Institution: University of California, San Francisco
Investigator(s): Tingting Yao,
Award Cycle: 2017 (Cycle 26) Grant #: 26IR-0008 Award: $374,677
Subject Area: State and Local Tobacco Control Policy Research
Award Type: High Impact Research Project Award

Initial Award Abstract

The objective of this study is to estimate the price elasticity of demand (i.e. the percentage change in quantity demanded in response to a one percent change in price) for electronic cigarettes (e-cigarettes) and the relationship between price change of conventional cigarettes/e-cigarettes and e-cigarettes/conventional cigarettes sales in California. In recent years, e-cigarette use is expanding rapidly. In California, the use of e-cigarettes in the past month for adults (aged 18+) tripled from 1.8% in 2012 to 5.8% in 2013, and around 1 in 10 teens reported smoking e-cigarettes in 2014. However, little is known about the health and economic impact of e-cigarette use. This study will provide estimates of the impact of e-cigarette prices on demand for e-cigarettes using two different types of data (household survey data and retail sales data), and the cross-price elasticity between conventional cigarettes prices and e-cigarettes sales. We will also look at the responsiveness of conventional cigarette sales to e-cigarette prices. Our findings will help policymakers to understand the interrelationship between e-cigarette and conventional cigarette sales and prices, and the information will be useful for simulating the potential impact of e-cigarette tax policies. The study objectives will be accomplished by addressing three specific aims:

Aim 1. Estimate own price elasticity and cross-price elasticity of demand for e-cigarettes using household survey data. Own price elasticity will also be estimated by household income and these measures will be compared to determine how different income groups respond to price changes for e-cigarettes. We will also estimate the cross-price elasticity of demand for e-cigarettes by examining the impact of price changes for conventional cigarettes on e-cigarettes sales in California.
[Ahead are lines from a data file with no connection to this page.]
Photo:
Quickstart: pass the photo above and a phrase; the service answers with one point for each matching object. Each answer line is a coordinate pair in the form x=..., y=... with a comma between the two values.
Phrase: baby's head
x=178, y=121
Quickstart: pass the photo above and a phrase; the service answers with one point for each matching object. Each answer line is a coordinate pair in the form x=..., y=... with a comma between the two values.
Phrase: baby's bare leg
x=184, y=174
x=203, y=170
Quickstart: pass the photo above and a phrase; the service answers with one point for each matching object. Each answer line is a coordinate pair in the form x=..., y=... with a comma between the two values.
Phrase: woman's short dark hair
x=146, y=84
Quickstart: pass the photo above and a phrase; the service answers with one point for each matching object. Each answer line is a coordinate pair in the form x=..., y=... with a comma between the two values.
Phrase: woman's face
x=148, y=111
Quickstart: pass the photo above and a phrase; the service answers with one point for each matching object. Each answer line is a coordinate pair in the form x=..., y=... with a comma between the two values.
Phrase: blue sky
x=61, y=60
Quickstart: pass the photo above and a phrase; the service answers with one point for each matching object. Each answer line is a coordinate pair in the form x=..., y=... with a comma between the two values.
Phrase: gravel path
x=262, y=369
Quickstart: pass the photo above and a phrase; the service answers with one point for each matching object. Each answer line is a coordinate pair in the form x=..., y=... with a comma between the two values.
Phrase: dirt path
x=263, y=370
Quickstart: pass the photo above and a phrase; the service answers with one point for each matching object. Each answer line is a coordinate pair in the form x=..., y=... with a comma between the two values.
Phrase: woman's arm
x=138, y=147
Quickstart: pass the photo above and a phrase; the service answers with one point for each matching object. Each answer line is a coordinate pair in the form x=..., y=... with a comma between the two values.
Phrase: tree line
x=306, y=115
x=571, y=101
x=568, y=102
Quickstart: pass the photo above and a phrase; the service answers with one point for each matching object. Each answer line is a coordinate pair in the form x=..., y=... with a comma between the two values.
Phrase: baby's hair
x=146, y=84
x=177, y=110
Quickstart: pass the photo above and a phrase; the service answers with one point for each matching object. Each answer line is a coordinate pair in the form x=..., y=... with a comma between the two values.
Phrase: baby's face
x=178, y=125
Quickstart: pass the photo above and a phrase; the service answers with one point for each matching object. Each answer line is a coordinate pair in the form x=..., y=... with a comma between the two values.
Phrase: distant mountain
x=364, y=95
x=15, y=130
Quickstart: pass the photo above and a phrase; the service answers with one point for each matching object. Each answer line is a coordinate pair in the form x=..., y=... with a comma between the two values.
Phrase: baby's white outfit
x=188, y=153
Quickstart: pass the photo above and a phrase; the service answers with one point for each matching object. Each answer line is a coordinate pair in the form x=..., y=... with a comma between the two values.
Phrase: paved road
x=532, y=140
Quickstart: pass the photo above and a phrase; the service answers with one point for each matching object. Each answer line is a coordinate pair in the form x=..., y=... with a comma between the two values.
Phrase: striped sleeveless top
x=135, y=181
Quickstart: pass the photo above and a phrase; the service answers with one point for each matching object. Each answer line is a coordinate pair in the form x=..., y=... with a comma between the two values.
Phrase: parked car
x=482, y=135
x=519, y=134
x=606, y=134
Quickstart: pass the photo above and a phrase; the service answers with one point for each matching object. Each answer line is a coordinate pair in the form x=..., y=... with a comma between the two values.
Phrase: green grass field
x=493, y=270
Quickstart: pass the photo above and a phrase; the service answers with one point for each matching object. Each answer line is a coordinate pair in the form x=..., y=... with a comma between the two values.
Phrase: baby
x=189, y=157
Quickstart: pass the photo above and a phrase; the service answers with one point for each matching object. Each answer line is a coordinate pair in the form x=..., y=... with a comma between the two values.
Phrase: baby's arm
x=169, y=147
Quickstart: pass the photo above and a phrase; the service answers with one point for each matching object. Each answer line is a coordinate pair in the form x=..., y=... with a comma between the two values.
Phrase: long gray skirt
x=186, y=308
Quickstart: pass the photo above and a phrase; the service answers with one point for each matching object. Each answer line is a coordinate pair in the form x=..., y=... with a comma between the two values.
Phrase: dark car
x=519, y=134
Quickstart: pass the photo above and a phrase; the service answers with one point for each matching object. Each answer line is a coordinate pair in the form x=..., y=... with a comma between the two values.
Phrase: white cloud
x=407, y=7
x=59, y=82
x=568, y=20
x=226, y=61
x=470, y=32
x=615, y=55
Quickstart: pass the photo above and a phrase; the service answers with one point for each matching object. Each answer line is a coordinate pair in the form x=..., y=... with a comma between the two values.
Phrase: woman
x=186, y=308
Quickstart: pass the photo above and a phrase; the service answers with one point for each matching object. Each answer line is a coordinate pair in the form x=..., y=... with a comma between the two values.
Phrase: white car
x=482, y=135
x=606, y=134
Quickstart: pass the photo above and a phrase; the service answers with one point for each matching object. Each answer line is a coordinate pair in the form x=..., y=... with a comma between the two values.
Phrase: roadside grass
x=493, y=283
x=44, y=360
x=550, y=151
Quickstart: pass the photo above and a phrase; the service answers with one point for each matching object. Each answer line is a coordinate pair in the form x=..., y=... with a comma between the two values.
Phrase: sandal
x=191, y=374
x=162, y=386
Aim 2. Estimate the price elasticity and cross-price elasticity of demand for e-cigarettes using retail sales data. These estimates will be compared with the estimates from Aim 1.

Aim 3. Estimate the cross-price elasticity of demand for conventional cigarettes. We will examine the impact of price changes for e-cigarettes on conventional cigarettes sales using both household survey data and retail sales data.

This study will provide the first California-specific estimates of price elasticity of demand for e-cigarettes. Based on an earlier national study (Huang et al., 2014), we anticipate e-cigarette sales will be very responsive to price changes, but this has not been shown for California or for different income households. The findings from this study will provide useful information for tobacco control policymakers for designing policies to regulate and tax e-cigarettes.